A Language Agent for Autonomous Driving

Jiageng Mao,Junjie Ye,Yuxi Qian,Marco Pavone,Yue Wang
2024-07-29
Abstract:Human-level driving is an ultimate goal of autonomous driving. Conventional approaches formulate autonomous driving as a perception-prediction-planning framework, yet their systems do not capitalize on the inherent reasoning ability and experiential knowledge of humans. In this paper, we propose a fundamental paradigm shift from current pipelines, exploiting Large Language Models (LLMs) as a cognitive agent to integrate human-like intelligence into autonomous driving systems. Our approach, termed Agent-Driver, transforms the traditional autonomous driving pipeline by introducing a versatile tool library accessible via function calls, a cognitive memory of common sense and experiential knowledge for decision-making, and a reasoning engine capable of chain-of-thought reasoning, task planning, motion planning, and self-reflection.
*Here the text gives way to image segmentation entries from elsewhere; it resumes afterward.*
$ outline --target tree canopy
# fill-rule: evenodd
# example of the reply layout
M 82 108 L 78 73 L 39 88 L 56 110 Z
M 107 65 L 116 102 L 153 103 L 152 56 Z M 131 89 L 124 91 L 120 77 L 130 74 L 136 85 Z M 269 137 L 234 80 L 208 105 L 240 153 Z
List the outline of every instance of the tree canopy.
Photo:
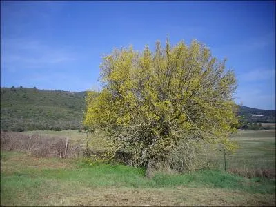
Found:
M 103 90 L 88 92 L 83 123 L 104 129 L 117 149 L 126 148 L 132 164 L 166 161 L 188 140 L 235 148 L 235 74 L 205 45 L 172 47 L 167 39 L 152 52 L 114 50 L 100 68 Z

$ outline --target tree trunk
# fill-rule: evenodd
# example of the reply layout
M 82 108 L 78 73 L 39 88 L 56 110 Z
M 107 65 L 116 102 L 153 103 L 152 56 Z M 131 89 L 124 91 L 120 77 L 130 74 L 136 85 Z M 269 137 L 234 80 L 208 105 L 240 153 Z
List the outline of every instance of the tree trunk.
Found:
M 149 161 L 148 162 L 147 168 L 146 170 L 146 177 L 148 178 L 152 178 L 152 176 L 153 176 L 153 172 L 152 172 L 152 163 L 151 161 Z

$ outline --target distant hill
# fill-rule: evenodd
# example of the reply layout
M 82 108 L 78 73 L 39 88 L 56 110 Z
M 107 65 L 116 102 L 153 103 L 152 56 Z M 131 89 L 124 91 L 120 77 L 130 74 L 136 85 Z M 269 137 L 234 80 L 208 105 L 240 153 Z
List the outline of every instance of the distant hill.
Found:
M 1 88 L 1 130 L 79 128 L 86 95 L 86 92 Z
M 241 106 L 238 115 L 249 122 L 275 122 L 275 110 L 268 110 Z
M 1 88 L 1 130 L 79 129 L 86 108 L 86 92 Z M 241 106 L 239 115 L 250 122 L 275 122 L 275 110 Z

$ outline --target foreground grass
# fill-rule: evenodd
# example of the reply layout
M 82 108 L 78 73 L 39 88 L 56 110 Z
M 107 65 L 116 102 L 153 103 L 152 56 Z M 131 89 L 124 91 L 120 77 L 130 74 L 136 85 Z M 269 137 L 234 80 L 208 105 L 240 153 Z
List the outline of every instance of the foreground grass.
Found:
M 1 152 L 1 206 L 274 206 L 275 180 L 219 171 L 157 174 Z

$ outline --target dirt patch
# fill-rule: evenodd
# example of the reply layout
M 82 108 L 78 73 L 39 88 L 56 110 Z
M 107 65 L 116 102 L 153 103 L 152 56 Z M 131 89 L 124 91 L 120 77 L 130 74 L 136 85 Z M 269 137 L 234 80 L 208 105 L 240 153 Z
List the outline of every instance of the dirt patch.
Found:
M 84 190 L 84 189 L 83 189 Z M 271 206 L 273 195 L 249 194 L 221 189 L 176 188 L 175 189 L 86 188 L 82 193 L 49 197 L 54 206 Z

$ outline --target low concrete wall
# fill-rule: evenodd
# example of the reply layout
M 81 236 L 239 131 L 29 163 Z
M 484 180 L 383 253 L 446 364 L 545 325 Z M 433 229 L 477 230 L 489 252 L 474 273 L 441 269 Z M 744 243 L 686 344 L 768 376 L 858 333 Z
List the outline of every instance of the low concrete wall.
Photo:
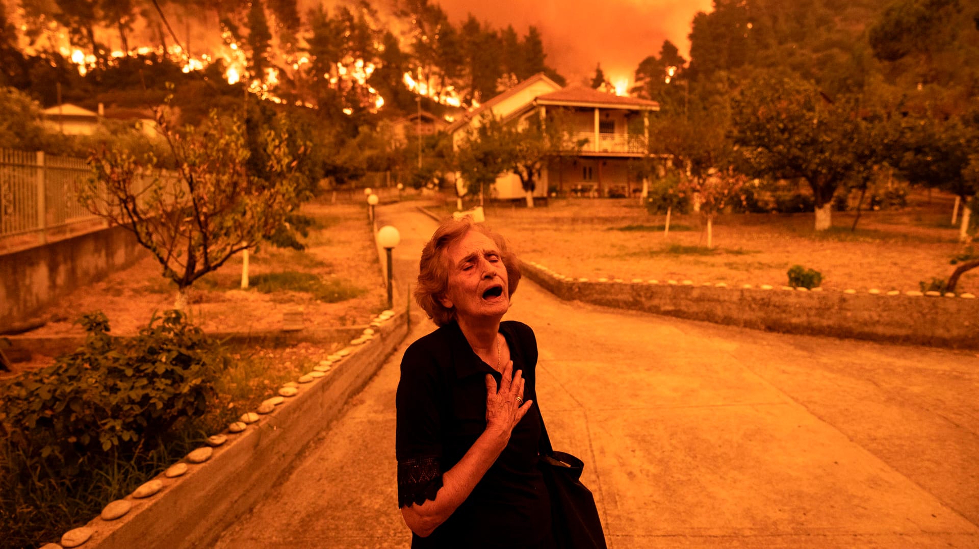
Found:
M 132 233 L 117 226 L 0 255 L 0 334 L 145 253 Z
M 177 549 L 210 547 L 288 473 L 288 464 L 332 422 L 352 395 L 380 369 L 408 333 L 408 315 L 398 313 L 374 329 L 374 339 L 347 347 L 350 352 L 325 377 L 299 385 L 299 394 L 259 416 L 239 434 L 226 433 L 205 463 L 189 465 L 182 477 L 157 477 L 156 495 L 124 499 L 132 509 L 116 521 L 96 518 L 82 547 Z M 269 397 L 274 394 L 269 394 Z
M 562 299 L 758 330 L 979 348 L 979 299 L 849 294 L 666 281 L 582 281 L 524 262 L 527 278 Z

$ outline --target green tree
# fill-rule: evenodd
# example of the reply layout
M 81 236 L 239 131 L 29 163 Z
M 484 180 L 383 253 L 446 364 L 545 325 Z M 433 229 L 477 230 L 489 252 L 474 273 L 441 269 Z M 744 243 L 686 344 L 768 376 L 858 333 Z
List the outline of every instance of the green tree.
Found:
M 816 203 L 816 230 L 832 225 L 836 189 L 862 169 L 855 155 L 868 144 L 854 103 L 831 102 L 815 84 L 791 76 L 762 76 L 733 101 L 734 143 L 756 177 L 804 179 Z
M 91 179 L 79 189 L 88 208 L 127 228 L 177 286 L 174 308 L 187 291 L 232 255 L 271 237 L 299 206 L 298 159 L 289 136 L 266 138 L 268 180 L 246 169 L 249 151 L 242 124 L 212 113 L 200 127 L 178 134 L 163 111 L 157 121 L 177 166 L 166 177 L 153 156 L 137 159 L 124 149 L 94 151 Z M 298 154 L 303 155 L 304 147 Z

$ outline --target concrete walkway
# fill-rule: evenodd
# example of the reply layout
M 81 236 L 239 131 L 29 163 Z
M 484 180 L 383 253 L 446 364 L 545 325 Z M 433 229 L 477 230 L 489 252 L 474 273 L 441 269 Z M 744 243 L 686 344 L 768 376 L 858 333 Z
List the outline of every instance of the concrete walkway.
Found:
M 403 285 L 436 223 L 410 203 L 378 215 L 401 232 Z M 610 547 L 979 546 L 974 354 L 620 311 L 529 281 L 507 318 L 537 335 L 541 412 L 585 462 Z M 408 546 L 395 389 L 433 329 L 415 324 L 218 547 Z

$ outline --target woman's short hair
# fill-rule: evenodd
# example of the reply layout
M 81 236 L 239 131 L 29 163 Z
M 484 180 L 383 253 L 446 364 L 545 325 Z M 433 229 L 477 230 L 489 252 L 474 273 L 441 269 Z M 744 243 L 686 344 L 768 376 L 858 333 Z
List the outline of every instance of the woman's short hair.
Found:
M 445 251 L 453 242 L 466 236 L 469 231 L 478 231 L 492 239 L 499 249 L 499 257 L 506 267 L 507 296 L 513 296 L 520 282 L 520 261 L 510 252 L 506 240 L 489 227 L 477 224 L 472 216 L 461 219 L 446 219 L 432 235 L 422 250 L 422 260 L 418 268 L 418 284 L 415 286 L 415 300 L 437 326 L 443 326 L 455 320 L 455 307 L 442 304 L 440 297 L 444 297 L 448 290 L 448 260 Z

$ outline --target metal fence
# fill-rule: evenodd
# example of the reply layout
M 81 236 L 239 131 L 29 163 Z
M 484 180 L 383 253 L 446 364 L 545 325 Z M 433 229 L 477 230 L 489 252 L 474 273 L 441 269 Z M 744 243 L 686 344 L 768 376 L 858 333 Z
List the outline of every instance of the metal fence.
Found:
M 75 196 L 90 174 L 82 159 L 0 149 L 0 239 L 34 234 L 43 244 L 52 231 L 99 220 Z

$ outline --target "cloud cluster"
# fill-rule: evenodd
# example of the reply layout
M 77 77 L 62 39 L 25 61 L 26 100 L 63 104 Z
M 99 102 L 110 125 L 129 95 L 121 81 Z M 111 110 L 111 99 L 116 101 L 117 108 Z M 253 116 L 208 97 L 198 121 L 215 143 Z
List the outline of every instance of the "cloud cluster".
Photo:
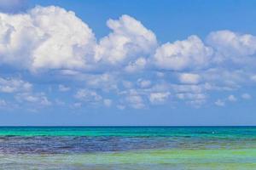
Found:
M 56 91 L 65 95 L 76 92 L 75 108 L 116 104 L 121 110 L 143 109 L 171 100 L 200 106 L 212 92 L 255 83 L 253 35 L 218 31 L 205 41 L 192 35 L 160 44 L 151 30 L 131 16 L 109 19 L 107 26 L 109 34 L 96 39 L 84 21 L 59 7 L 0 13 L 0 67 L 53 75 L 55 84 L 61 80 Z M 73 87 L 65 84 L 69 81 Z M 32 93 L 32 87 L 26 81 L 0 78 L 0 93 L 16 93 L 19 102 L 53 105 L 45 93 Z M 230 94 L 213 105 L 224 106 L 237 99 Z

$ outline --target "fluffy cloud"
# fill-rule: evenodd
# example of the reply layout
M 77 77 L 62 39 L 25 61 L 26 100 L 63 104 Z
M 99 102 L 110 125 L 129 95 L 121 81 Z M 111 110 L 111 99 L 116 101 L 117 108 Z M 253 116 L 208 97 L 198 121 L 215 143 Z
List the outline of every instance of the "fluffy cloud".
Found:
M 75 98 L 87 104 L 96 104 L 102 99 L 102 97 L 96 91 L 89 89 L 79 89 L 75 94 Z
M 0 13 L 0 68 L 15 67 L 29 78 L 53 75 L 59 92 L 72 93 L 63 80 L 73 81 L 78 101 L 69 105 L 73 108 L 85 103 L 142 109 L 171 102 L 171 94 L 172 100 L 198 106 L 210 91 L 234 91 L 256 82 L 256 38 L 252 35 L 219 31 L 205 42 L 192 35 L 160 44 L 152 31 L 131 16 L 109 19 L 107 26 L 110 33 L 96 40 L 85 22 L 59 7 Z M 0 93 L 14 95 L 18 102 L 67 105 L 56 99 L 50 102 L 47 93 L 32 92 L 32 88 L 20 79 L 0 78 Z M 215 105 L 236 99 L 230 95 Z
M 143 99 L 135 91 L 131 91 L 125 99 L 128 105 L 134 109 L 143 109 L 145 107 Z
M 154 34 L 131 16 L 125 14 L 119 20 L 110 19 L 107 25 L 113 32 L 100 40 L 96 50 L 97 61 L 116 65 L 137 55 L 148 54 L 156 47 Z M 137 62 L 142 65 L 143 61 Z
M 0 11 L 15 13 L 24 10 L 27 0 L 0 0 Z
M 231 101 L 231 102 L 235 102 L 235 101 L 237 101 L 237 99 L 233 94 L 231 94 L 231 95 L 229 95 L 228 100 Z
M 197 74 L 183 73 L 179 75 L 179 81 L 186 84 L 197 84 L 200 82 L 200 76 Z
M 59 91 L 60 92 L 67 92 L 70 90 L 70 88 L 62 84 L 59 85 Z
M 201 68 L 209 64 L 212 49 L 205 46 L 196 36 L 183 41 L 167 42 L 160 47 L 154 56 L 154 62 L 160 69 L 181 71 Z
M 104 99 L 104 100 L 103 100 L 103 103 L 104 103 L 104 105 L 106 105 L 107 107 L 110 107 L 111 105 L 112 105 L 112 100 L 107 99 Z
M 214 103 L 217 106 L 224 106 L 225 105 L 225 102 L 221 100 L 221 99 L 218 99 L 217 101 L 215 101 Z
M 169 92 L 166 93 L 152 93 L 149 95 L 149 100 L 152 104 L 164 103 L 170 96 Z
M 92 31 L 71 11 L 36 7 L 27 14 L 0 14 L 0 62 L 37 71 L 84 68 L 91 60 Z M 92 58 L 92 57 L 91 57 Z
M 1 78 L 0 93 L 28 92 L 32 88 L 30 82 L 17 78 Z
M 219 55 L 218 61 L 228 58 L 244 58 L 256 53 L 256 37 L 238 34 L 230 31 L 218 31 L 209 34 L 207 42 Z
M 35 104 L 39 106 L 51 105 L 52 103 L 48 99 L 44 93 L 32 94 L 22 93 L 15 95 L 15 99 L 19 102 L 26 102 L 30 104 Z
M 242 94 L 241 95 L 241 97 L 242 99 L 252 99 L 252 96 L 251 96 L 250 94 Z

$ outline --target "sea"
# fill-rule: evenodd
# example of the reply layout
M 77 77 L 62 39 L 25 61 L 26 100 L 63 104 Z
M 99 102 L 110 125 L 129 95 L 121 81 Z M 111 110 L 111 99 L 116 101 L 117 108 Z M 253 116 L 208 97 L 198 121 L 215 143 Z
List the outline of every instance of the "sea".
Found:
M 0 127 L 0 169 L 256 169 L 256 127 Z

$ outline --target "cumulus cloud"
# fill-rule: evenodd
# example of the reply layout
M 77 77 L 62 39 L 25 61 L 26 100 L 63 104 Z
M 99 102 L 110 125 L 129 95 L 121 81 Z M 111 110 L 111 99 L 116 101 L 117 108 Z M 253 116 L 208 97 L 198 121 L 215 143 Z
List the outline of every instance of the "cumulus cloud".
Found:
M 0 77 L 0 93 L 28 92 L 32 88 L 32 85 L 30 82 L 21 79 Z
M 160 104 L 164 103 L 168 97 L 170 96 L 171 93 L 152 93 L 149 95 L 149 100 L 152 104 Z
M 0 14 L 0 62 L 37 71 L 84 68 L 93 56 L 92 31 L 72 11 L 36 7 Z
M 0 13 L 0 67 L 15 67 L 26 76 L 53 75 L 55 84 L 66 84 L 62 78 L 73 81 L 73 88 L 79 89 L 73 94 L 79 101 L 69 105 L 73 108 L 117 104 L 119 109 L 143 109 L 169 102 L 171 94 L 173 100 L 198 106 L 210 91 L 234 91 L 256 82 L 255 67 L 247 66 L 256 63 L 253 35 L 218 31 L 206 41 L 192 35 L 160 44 L 154 33 L 131 16 L 109 19 L 107 26 L 110 33 L 96 39 L 86 22 L 59 7 Z M 63 84 L 57 87 L 59 92 L 71 90 Z M 15 94 L 19 102 L 61 105 L 32 88 L 19 78 L 0 78 L 0 93 Z M 215 105 L 236 100 L 230 95 Z
M 200 79 L 201 77 L 197 74 L 183 73 L 179 75 L 179 81 L 185 84 L 197 84 Z
M 4 99 L 0 99 L 0 107 L 4 107 L 7 105 L 7 103 Z
M 212 48 L 205 46 L 197 36 L 190 36 L 186 40 L 163 44 L 153 60 L 160 69 L 182 71 L 207 65 L 212 54 Z
M 62 84 L 59 85 L 59 91 L 60 92 L 67 92 L 70 90 L 70 88 Z
M 252 99 L 252 96 L 251 96 L 250 94 L 242 94 L 241 95 L 241 97 L 242 99 Z
M 244 60 L 244 57 L 256 53 L 256 37 L 250 34 L 239 34 L 228 30 L 213 31 L 209 34 L 207 42 L 218 54 L 218 62 L 230 58 Z
M 45 94 L 32 94 L 32 93 L 21 93 L 15 96 L 15 99 L 19 102 L 26 102 L 35 104 L 39 106 L 49 106 L 52 102 L 49 100 Z
M 233 94 L 231 94 L 231 95 L 229 95 L 228 100 L 231 101 L 231 102 L 235 102 L 235 101 L 237 101 L 237 99 L 236 98 L 236 96 L 234 96 Z
M 140 57 L 135 61 L 131 61 L 125 68 L 125 71 L 128 73 L 136 73 L 145 68 L 147 60 L 145 58 Z
M 26 9 L 27 0 L 0 0 L 0 12 L 17 13 Z
M 97 61 L 116 65 L 129 61 L 137 55 L 148 54 L 156 47 L 156 37 L 138 20 L 129 15 L 119 20 L 108 20 L 108 26 L 113 31 L 102 38 L 96 50 Z M 138 65 L 142 65 L 137 61 Z M 129 70 L 129 69 L 128 69 Z
M 104 105 L 107 107 L 110 107 L 112 105 L 112 100 L 109 99 L 106 99 L 103 100 Z
M 96 104 L 102 99 L 102 97 L 96 91 L 89 89 L 79 89 L 76 93 L 75 98 L 87 104 Z
M 215 101 L 214 104 L 218 106 L 224 106 L 225 105 L 225 102 L 221 99 L 218 99 L 217 101 Z
M 137 93 L 131 92 L 126 96 L 128 105 L 134 109 L 143 109 L 145 107 L 144 100 Z

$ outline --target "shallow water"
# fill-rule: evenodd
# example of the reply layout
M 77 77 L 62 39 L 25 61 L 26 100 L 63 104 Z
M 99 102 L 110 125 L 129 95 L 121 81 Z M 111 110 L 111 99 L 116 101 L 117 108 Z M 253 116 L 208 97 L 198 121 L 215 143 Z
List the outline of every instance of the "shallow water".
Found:
M 256 169 L 256 128 L 0 128 L 0 169 Z

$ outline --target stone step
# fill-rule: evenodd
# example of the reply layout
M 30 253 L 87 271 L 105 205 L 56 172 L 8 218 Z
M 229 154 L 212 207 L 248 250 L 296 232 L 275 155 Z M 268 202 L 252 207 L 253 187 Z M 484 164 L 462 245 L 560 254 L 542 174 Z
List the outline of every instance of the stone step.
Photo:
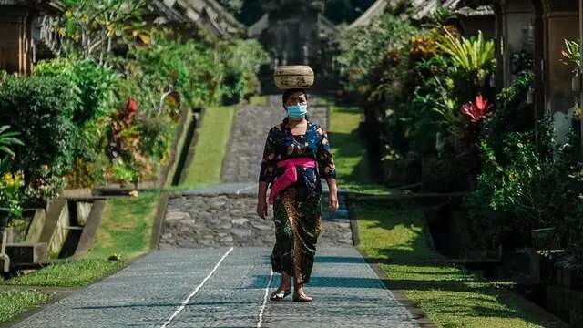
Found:
M 48 262 L 46 243 L 8 243 L 6 254 L 11 266 L 21 264 L 44 264 Z

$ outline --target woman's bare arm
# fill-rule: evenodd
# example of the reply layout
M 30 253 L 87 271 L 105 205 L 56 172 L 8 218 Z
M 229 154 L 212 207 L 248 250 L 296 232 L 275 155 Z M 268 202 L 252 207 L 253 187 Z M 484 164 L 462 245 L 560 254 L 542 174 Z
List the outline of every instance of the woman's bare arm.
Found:
M 265 220 L 267 217 L 267 188 L 269 183 L 261 181 L 257 192 L 257 215 Z
M 330 210 L 332 214 L 338 210 L 338 189 L 336 187 L 336 179 L 333 178 L 326 179 L 328 190 L 330 190 Z

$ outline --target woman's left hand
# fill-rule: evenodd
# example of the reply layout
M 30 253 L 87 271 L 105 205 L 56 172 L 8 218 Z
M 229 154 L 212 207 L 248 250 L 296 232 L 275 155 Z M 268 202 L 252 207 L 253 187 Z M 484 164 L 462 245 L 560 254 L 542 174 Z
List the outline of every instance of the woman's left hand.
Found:
M 330 190 L 328 199 L 330 200 L 330 211 L 334 214 L 338 210 L 338 194 L 336 190 Z

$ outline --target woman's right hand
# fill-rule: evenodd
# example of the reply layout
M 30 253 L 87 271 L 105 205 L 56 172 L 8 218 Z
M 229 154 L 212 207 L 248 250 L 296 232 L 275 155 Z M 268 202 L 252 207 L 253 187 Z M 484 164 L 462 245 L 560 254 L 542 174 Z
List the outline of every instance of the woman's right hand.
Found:
M 263 220 L 267 218 L 267 201 L 265 201 L 265 199 L 261 198 L 257 200 L 257 215 Z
Powered by LLMs, our Agent-Driver is endowed with intuitive common sense and robust reasoning capabilities, thus enabling a more nuanced, human-like approach to autonomous driving. We evaluate our approach on the large-scale nuScenes benchmark, and extensive experiments substantiate that our Agent-Driver significantly outperforms the state-of-the-art driving methods by a large margin. Our approach also demonstrates superior interpretability and few-shot learning ability to these methods.
Computer Vision and Pattern Recognition,Artificial Intelligence,Computation and Language,Robotics
What problem does this paper attempt to address?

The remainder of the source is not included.